J Neurosci Methods. 1998 Aug 31;83(1):1-14. doi: 10.1016/s0165-0270(98)00065-x.
This paper reviews some novel spectral analysis techniques that are useful for neurological signals in general and EEG signals in particular. First, some drawbacks and limitations of the commonly used Fast Fourier transforms (FFTs) are presented, and then alternative algorithms are outlined. An auto-regressive (AR) modeling based spectral estimation procedure is presented to overcome the problems of lower resolution and 'leakage' effects inherent in the FFT algorithm. For signals which are transient in nature or rapidly time-varying, two alternative algorithms are presented. The first is an adaptive AR parameter estimation algorithm and the second is a wavelet based time-frequency representation algorithm. Finally, a Spectral Distance measure and the Itakura distance measure are presented to quantify the differences between the spectra of two signals in a succinct manner. The application and performance of all the algorithms is illustrated using electroencephalograms (EEGs) recorded in animals during hypoxic asphyxic injury to brain.

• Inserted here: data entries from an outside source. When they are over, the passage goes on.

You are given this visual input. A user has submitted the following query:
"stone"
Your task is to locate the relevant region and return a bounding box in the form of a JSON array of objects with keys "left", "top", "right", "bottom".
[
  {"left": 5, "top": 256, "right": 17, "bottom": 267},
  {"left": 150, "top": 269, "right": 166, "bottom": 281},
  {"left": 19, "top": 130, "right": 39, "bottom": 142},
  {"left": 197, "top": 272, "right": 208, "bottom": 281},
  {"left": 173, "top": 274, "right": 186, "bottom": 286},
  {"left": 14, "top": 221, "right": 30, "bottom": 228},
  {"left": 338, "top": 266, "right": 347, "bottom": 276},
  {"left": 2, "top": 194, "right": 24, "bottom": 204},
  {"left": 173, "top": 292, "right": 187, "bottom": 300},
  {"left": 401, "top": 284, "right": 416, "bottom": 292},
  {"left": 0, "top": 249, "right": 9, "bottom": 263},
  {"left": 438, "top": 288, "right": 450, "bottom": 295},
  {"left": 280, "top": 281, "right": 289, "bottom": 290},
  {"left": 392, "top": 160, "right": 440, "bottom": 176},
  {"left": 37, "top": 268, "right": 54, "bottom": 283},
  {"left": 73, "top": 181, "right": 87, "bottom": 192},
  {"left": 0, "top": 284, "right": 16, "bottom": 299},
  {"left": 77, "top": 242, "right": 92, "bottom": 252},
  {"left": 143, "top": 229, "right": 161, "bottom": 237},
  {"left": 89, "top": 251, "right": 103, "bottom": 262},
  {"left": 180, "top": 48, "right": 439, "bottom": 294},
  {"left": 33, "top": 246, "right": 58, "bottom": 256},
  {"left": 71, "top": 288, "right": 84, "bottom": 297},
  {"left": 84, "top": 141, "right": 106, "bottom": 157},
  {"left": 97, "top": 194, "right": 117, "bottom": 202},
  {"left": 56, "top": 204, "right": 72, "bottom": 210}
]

本文综述了一些新颖的频谱分析技术,这些技术一般对神经信号有用,尤其对脑电图(EEG)信号有用。首先,介绍了常用快速傅里叶变换(FFT)的一些缺点和局限性,然后概述了替代算法。提出了一种基于自回归(AR)建模的频谱估计程序,以克服FFT算法固有的分辨率较低和“泄漏”效应问题。对于本质上是瞬态或快速时变的信号,提出了两种替代算法。第一种是自适应AR参数估计算法,第二种是基于小波的时频表示算法。最后,提出了频谱距离度量和伊塔库拉距离度量,以简洁的方式量化两个信号频谱之间的差异。使用动物在脑缺氧性窒息损伤期间记录的脑电图(EEG)说明了所有算法的应用和性能。